Human A&P, as offered, has a lecture component and a lab component. Data were only generated from the lecture component in this study. A possible reason for the disparity in retention decline between the cohorts may be the lab component. In CS2, the lab component was more application based with clinical case studies in addition to the identification of anatomical structures and function. In CS1, the lab emphasized anatomical structure and function with fewer clinically applicable case studies.

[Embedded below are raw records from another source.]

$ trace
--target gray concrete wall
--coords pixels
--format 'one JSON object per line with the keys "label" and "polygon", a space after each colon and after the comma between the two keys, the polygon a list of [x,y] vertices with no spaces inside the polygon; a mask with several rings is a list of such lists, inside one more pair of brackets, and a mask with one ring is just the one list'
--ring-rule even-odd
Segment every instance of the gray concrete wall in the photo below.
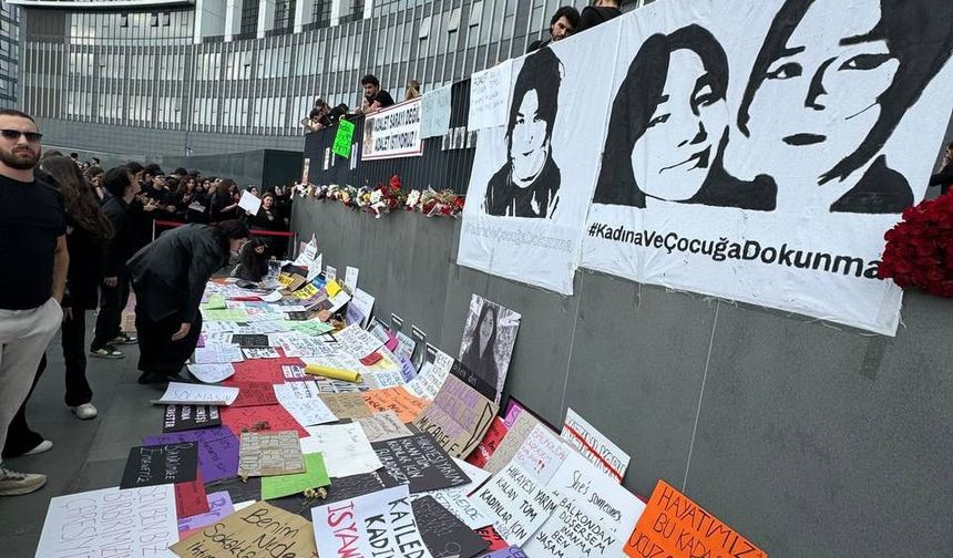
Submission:
{"label": "gray concrete wall", "polygon": [[896,338],[578,271],[573,297],[457,266],[459,221],[297,200],[375,311],[457,354],[471,293],[523,314],[505,392],[572,406],[772,557],[947,557],[953,301],[908,293]]}

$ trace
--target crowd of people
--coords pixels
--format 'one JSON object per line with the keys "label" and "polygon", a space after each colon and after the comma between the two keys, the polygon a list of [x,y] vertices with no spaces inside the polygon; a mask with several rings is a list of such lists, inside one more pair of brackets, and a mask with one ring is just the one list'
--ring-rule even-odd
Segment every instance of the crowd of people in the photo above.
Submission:
{"label": "crowd of people", "polygon": [[[600,23],[606,22],[613,18],[622,16],[619,0],[597,0],[594,6],[587,6],[582,13],[572,6],[563,6],[553,14],[550,20],[550,38],[533,41],[526,49],[526,52],[540,50],[550,43],[566,39],[574,33],[592,29]],[[315,105],[308,113],[308,116],[301,118],[301,126],[306,134],[318,132],[331,126],[336,126],[341,118],[371,114],[381,108],[392,106],[394,103],[390,92],[381,89],[380,80],[373,74],[367,74],[360,81],[363,95],[360,104],[350,110],[347,103],[340,103],[331,106],[322,97],[315,100]],[[421,96],[422,87],[418,80],[410,80],[404,87],[404,101],[410,101]]]}
{"label": "crowd of people", "polygon": [[[131,162],[103,169],[93,158],[43,152],[35,121],[0,110],[0,448],[2,457],[49,451],[31,430],[27,401],[47,368],[58,331],[65,366],[66,407],[79,418],[99,411],[86,380],[86,356],[122,359],[117,347],[140,345],[140,383],[166,382],[195,349],[198,299],[209,277],[229,262],[254,280],[287,237],[248,241],[252,230],[287,231],[290,188],[262,194],[249,215],[229,178]],[[162,229],[154,239],[156,220]],[[263,271],[264,269],[264,271]],[[135,331],[123,331],[123,310],[136,294]],[[198,293],[196,298],[196,292]],[[86,348],[86,312],[98,310]],[[0,464],[0,496],[45,484],[38,474]]]}

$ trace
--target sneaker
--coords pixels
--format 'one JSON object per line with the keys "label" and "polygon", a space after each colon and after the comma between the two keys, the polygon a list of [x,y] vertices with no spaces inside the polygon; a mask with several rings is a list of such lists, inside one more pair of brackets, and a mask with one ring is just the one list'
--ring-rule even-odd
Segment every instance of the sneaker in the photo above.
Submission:
{"label": "sneaker", "polygon": [[115,339],[110,341],[111,344],[136,344],[139,339],[135,335],[130,335],[125,331],[116,335]]}
{"label": "sneaker", "polygon": [[125,355],[116,351],[115,347],[105,345],[95,350],[90,349],[90,356],[95,356],[96,359],[122,359]]}
{"label": "sneaker", "polygon": [[0,467],[0,496],[19,496],[37,492],[47,484],[47,475],[17,473]]}
{"label": "sneaker", "polygon": [[43,452],[49,452],[52,448],[53,448],[53,443],[50,442],[49,440],[44,440],[44,441],[40,442],[37,445],[37,447],[30,450],[29,452],[24,453],[23,455],[37,455],[37,454],[40,454]]}
{"label": "sneaker", "polygon": [[96,411],[96,407],[92,403],[83,403],[82,405],[70,407],[70,411],[81,421],[95,418],[99,414],[99,411]]}

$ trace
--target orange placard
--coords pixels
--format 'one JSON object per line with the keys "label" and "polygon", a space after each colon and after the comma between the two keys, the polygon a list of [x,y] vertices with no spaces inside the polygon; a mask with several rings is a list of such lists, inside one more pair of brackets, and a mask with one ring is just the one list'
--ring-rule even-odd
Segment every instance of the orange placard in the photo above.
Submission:
{"label": "orange placard", "polygon": [[625,554],[632,558],[767,558],[714,515],[658,480]]}

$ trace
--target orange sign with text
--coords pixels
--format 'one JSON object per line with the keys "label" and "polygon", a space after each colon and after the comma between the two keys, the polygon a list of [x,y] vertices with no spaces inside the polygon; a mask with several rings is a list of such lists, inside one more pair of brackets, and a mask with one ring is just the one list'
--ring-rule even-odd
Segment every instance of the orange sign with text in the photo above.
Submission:
{"label": "orange sign with text", "polygon": [[658,480],[625,554],[632,558],[767,558],[665,480]]}

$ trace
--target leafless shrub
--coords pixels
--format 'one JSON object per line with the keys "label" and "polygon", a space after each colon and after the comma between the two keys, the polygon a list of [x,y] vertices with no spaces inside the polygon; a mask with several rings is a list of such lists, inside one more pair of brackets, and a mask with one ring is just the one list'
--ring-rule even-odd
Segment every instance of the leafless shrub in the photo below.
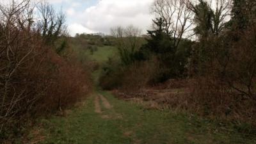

While the exact impact of the lab instructions on retention loss is beyond the scope of this study, studies indicate prior knowledge and knowledge gained outside the classroom have an impact on reducing retention loss (Semb & Ellis, 1994). More controlled studies are required to examine the effect of different modes of instruction on learning and retention. However, there is a lot to be learned from these case studies.

REFERENCES

  1. Arthur Jr., W., Bennett Jr., W., Stanush, P. L., & McNelly, T. L. (1998). Factors that influence skill decay and retention: A quantitative review and analysis. Human Performance, 11(1), 57-101. https://doi.org/10.1207/s15327043hup1101_3
  2. Cuevas, J. A. (2016). Cognitive psychology’s case for teaching higher order thinking. Professional Educator, 15(4), 4-7.
  3. Custers, E. (2010). Long-term retention of basic science knowledge: A review study. Advances in Health Science Education, 15(1), 109-128. https://doi.org/10.1007/s10459-008-9101-y
  4. Donnelly, R., & Patrinos, H. A. (2022). Learning loss during Covid-19: An early systematic review. PROSPECTS, 51(4), 601-609. https://doi.org/10.1007/s11125-021-09582-6
  5. Healy, A. F., Jones, M., Lalchandani, L. A., & Tack, L. A. (2017). Timing of quizzes during learning: Effects on motivation and retention. Journal of Experimental Psychology: Applied, 23(2), 128-137. https://doi.org/10.1037/xap0000123
  6. Hevia, F. J., Vergara-Lope, S., Velásquez-Durán, A., & Calderón, D. (2022). Estimation of the fundamental learning loss and learning poverty related to COVID-19 pandemic in Mexico. International Journal of Educational Development, 88, 102515. https://doi.org/10.1016/j.ijedudev.2021.102515
  7. Jones, H., Black, B., Green, J., Langton, P., Rutherford, S., Scott, J., & Brown, S. (2015). Indications of knowledge retention in the transition to higher education. Journal of Biological Education, 49(3), 261-273. https://doi.org/10.1080/00219266.2014.926960
  8. Semb, G. B., & Ellis, J. A. (1994). Knowledge taught in school: What is remembered? Review of Educational Research, 64(2), 253-286. JSTOR. https://doi.org/10.2307/1170695
  9. Wisher, R. A., Curnow, C. K., & Seidel, R. J. (2001). Knowledge retention as a latent outcome measure in distance learning. American Journal of Distance Education, 15(3), 20-35. https://doi.org/10.1080/08923640109527091
  10. Yielder, J., Bagg, W., & O’Connor, B. (2013). Progress testing: A potential for collaboration and benchmarking across Australian and New Zealand medical schools? Focus on Health Professional Education, 15(1), 81-87.